Чтение онлайн

ЖАНРЫ

Это было у моря
Шрифт:

— Мне это все не нужно.

— А что тебе тогда нужно? Ты сама-то это знаешь? Сперва определись с приоритетами… Мотаться с твоим этим дурнем по придорожным мотелям? Эту идеальную жизнь ты себе рисуешь? Ну хорошо, представь себе ситуацию: на меня свалится кирпич — а ты станешь свободна — и что тогда? Выйдешь за него замуж? До того, как он загремит на пожизненное, или после? Будешь ездить к нему на свидание в тюрьму — держать его за руку через решетку? Очень романтично. А когда тебе надоест быть женой без мужа — тогда ты запоешь по-другому, и захочется того, что есть у остальных — дом, детей, достаток… И не надо сверкать на меня глазами. Все этого хотят. Тихую гавань, так сказать. Я тоже, кстати. Просто я мыслю шире. И тебе того же советую.
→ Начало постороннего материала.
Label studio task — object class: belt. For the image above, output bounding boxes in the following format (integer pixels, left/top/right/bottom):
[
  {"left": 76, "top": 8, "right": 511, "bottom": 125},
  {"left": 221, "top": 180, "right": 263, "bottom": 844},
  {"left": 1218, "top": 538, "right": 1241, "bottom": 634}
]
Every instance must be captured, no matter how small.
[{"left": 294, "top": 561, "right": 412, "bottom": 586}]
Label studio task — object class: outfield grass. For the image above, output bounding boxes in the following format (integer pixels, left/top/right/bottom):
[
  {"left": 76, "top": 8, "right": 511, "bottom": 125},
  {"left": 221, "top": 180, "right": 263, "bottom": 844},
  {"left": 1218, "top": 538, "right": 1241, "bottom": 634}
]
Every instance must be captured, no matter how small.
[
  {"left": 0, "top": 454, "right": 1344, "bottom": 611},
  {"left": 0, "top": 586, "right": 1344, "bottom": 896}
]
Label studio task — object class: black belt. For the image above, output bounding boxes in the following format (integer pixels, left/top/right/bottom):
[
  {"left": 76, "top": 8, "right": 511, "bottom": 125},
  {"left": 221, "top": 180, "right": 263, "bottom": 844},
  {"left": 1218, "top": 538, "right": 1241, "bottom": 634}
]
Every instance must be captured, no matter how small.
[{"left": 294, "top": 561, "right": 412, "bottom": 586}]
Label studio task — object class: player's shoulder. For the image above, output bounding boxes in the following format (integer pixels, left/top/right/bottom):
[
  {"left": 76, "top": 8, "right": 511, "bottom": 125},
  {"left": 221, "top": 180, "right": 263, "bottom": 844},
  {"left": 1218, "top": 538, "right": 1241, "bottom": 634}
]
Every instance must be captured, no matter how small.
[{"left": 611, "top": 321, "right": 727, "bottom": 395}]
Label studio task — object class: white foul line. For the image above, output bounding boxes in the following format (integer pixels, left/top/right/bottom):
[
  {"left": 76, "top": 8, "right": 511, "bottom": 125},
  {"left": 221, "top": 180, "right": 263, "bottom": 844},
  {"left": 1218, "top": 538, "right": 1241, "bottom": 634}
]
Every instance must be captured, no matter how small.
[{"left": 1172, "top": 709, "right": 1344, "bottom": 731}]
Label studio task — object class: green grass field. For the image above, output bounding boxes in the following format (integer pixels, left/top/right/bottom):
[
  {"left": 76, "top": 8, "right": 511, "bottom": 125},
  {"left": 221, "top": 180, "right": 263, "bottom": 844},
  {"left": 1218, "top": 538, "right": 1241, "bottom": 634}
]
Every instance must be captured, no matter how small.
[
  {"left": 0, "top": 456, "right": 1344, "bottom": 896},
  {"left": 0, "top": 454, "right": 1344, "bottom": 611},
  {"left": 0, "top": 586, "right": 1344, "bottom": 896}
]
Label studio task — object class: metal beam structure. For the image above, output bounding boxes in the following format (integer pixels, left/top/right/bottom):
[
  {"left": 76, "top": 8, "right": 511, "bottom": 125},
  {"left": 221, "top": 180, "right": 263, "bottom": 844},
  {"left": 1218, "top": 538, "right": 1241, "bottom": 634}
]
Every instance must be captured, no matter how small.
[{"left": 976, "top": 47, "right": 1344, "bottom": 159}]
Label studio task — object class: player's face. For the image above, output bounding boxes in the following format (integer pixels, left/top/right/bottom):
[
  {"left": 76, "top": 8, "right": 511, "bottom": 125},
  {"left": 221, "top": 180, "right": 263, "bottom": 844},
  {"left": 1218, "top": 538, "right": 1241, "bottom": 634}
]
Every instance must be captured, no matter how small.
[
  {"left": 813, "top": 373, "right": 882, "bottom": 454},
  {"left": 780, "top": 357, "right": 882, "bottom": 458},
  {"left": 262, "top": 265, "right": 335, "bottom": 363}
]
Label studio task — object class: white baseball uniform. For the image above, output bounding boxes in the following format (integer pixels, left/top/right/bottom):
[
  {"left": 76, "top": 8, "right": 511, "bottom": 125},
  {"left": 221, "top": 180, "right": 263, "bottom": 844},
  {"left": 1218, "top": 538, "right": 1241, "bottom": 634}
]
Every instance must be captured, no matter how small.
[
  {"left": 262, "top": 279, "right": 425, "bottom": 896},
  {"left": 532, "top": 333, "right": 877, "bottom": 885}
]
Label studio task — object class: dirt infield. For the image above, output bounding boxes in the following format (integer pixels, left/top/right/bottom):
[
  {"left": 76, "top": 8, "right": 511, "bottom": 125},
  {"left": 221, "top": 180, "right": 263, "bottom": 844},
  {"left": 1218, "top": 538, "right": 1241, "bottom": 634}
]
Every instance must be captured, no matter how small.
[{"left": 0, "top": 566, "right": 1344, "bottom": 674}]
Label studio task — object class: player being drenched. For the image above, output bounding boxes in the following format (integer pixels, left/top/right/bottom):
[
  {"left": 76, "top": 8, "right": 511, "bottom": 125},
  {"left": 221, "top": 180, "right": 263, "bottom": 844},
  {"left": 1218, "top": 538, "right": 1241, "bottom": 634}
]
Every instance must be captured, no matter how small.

Боюсь, тебе просто не хватит этого мирного счастья — и ты тоже захочешь больше, но будет поздно. А твоя природная старковская честность не позволит тебе избавиться от постылого мужа: тем более, он, бедняга, будет за решеткой, да еще за дела, которых

не совершал. Ты будешь клясть себя и бегать налево, и потом клясть себе вдвойне. И когда он выйдет — за примерное поведение — годам, этак, к пятидесяти — что ты сможешь ему предложить? Все то, что ему не нужно, да и тебе тоже? А что он сможет дать тебе? Загубленную жизнь, что прошла даром, зазря, полностью мутировавшую личность, горечь, опустошение, а возможно, еще и ненависть — ведь причиной его заключения будешь опять же ты. Думаешь пара десятков лет за решеткой не может сломить человека? Даже самые стойкие столько не выдерживают. А Клиган — не стоик, он — размазня, и ты это знаешь не хуже меня. Иначе почему я до сих пор с тобой разговариваю? Где он сейчас? Спит сном праведника? Это просто смешно.
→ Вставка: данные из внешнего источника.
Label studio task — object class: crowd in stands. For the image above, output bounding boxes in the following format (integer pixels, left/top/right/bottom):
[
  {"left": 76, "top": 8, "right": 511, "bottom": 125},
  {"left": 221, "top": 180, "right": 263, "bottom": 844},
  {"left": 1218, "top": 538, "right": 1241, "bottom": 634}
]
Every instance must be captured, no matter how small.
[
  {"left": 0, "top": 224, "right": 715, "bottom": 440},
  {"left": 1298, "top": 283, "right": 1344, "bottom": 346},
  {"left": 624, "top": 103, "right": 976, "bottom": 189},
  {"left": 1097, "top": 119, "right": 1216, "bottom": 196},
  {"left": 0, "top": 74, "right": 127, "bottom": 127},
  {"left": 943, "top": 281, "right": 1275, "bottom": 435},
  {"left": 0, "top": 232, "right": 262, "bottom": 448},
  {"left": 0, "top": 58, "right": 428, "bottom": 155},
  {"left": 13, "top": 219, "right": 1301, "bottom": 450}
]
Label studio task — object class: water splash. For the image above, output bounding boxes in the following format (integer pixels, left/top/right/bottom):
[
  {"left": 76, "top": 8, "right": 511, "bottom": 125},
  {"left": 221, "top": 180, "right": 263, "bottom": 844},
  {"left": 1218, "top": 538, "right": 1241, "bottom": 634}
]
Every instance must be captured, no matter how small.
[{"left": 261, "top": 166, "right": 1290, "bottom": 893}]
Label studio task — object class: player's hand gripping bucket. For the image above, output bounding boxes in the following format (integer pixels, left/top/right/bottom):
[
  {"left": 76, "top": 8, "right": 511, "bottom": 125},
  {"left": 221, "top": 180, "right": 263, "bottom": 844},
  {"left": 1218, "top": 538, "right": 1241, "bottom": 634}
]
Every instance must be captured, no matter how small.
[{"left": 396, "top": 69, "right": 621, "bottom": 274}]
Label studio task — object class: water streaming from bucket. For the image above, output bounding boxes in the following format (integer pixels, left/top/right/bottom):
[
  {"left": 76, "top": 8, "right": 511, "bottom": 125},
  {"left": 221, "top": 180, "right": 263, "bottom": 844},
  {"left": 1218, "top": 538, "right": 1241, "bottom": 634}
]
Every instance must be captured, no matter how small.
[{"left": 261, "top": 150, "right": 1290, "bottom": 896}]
— Зря вам смешно. Вы просто не можете меня понять. И его тоже. Да и зачем вам?

— Тебя я понять и вправду не могу. А вот Клигана —отлично понимаю. В кои-то веки выпала счастливая возможность, девушка на него запала — вот ведь удача! Но ведь ему проще бы было, если бы ты не была наследницей из богатой семьи. Ему бы хватило любой простушки, горничной там, официантки какой-нибудь… Подобная тихая пристань ему как раз по карману — по размеру. И он был бы счастливее. А ты втянула его в страшную игру. И он уже за нее начал платить. А когда его братец закончит с расследованием в приморье и пойдет, как гончая, по его следам — тут уж все ставки будут открыты. Я с интересом посмотрю на это. Не уверен, правда, что тебе захочется на это взирать. Давай лучше по-хорошему закончим это дело. Ты побалуешься еще пару недель — потом просто пошлешь его — и вернешься в лоно семьи. А там уже я найду способ объяснить все твоей тете. Ей и так хватает дел: свои подрастают — охота возиться с проблемной девицей. А Клигана чуть-чуть помурыжат в полиции — ну, потом отпустят, наверное: можно это устроить. Или сплавлю его куда-нибудь за границу. Пусть катится, лишь бы подальше. Он уже давно готов к тому, что ты от него откажешься — что, скажешь, не так оно? Ну вот и осчастливь его — пусть найдет свое песье спокойствие с какой-нибудь ему подобной. Вы же просто несовместимы… На самом деле, смотреть противно. Хотя я все равно смотрю…

— Но как?

— А вот это уже тебя не касается. У меня есть свои источники, милая. И свои секреты. Которые я храню. Когда будем женаты подольше — я тебе расскажу. А пока — думай, прикидывай, делай ставки. Мне, увы, пора. С тобой так хорошо — но что-то ты мне не кажешься счастливой. Уж и не рассчитываю на нежный супружеский поцелуй. Хотя, знаешь, сначала тебя надо хорошенько отмыть от Клигана. Не люблю запаха псины. Так что все эти милые утехи оставим на потом. Жду не дождусь… А пока тебе — обещанный подарок.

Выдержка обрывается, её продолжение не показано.